Слух о том, что дом О-ских приоткрылся, распространился по всей округе. Тем и воспользовались нынче незваные святочные гости. Румяные с мороза, они ввалились в огромный дом О-ских.
Явление ряженых вызвало переполох. Немедля было доложено старому графу, который как раз читал доставленный ему из Петербурга список пьесы Николая Гоголя «Ревизор» и хохотал, утирая слезы. Павел Иванович, узнав о визите, распорядился тут же одевать его, а также подавать угощение.

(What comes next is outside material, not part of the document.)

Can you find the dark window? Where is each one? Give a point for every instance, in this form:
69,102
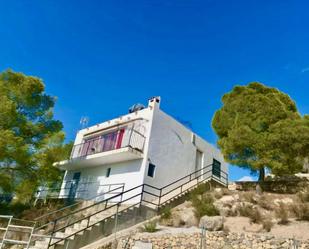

На короткое время незваные соседи остались в гостиной одни. Карнавальное веселье отчасти было сбито заминкой, и пятеро визитеров с интересом и некоторой опаской рассматривали убранство комнаты. А здесь было на что посмотреть. На специальном столике возвышался выполненный со всею тщательностью огромный макет шлюпа, на котором бороздил океаны отставной адмирал. Рядом помещался глобус вышиной в человеческий рост. Стены были украшены шкурами леопарда и зебры, головами бизона и антилопы. Подле размещались оскаленные индейские маски, туземные луки, стрелы, копья… На полках специально изготовленного застекленного шкапа лежали слоновьи бивни, кости, травы, стояли многочисленные сосуды – на некоторых из них рукописные облатки с черепом и перекрещенными костями строго возвещали: «ЯДЪ». Ряженые гости – а многие оказались в кунсткамере О-ских впервые – с восторгом и любопытством переходили от экспоната к экспонату.
И тут юная графинюшка, несмотря на то что одета и причесана она была по-домашнему, радостно вбежала в гостиную.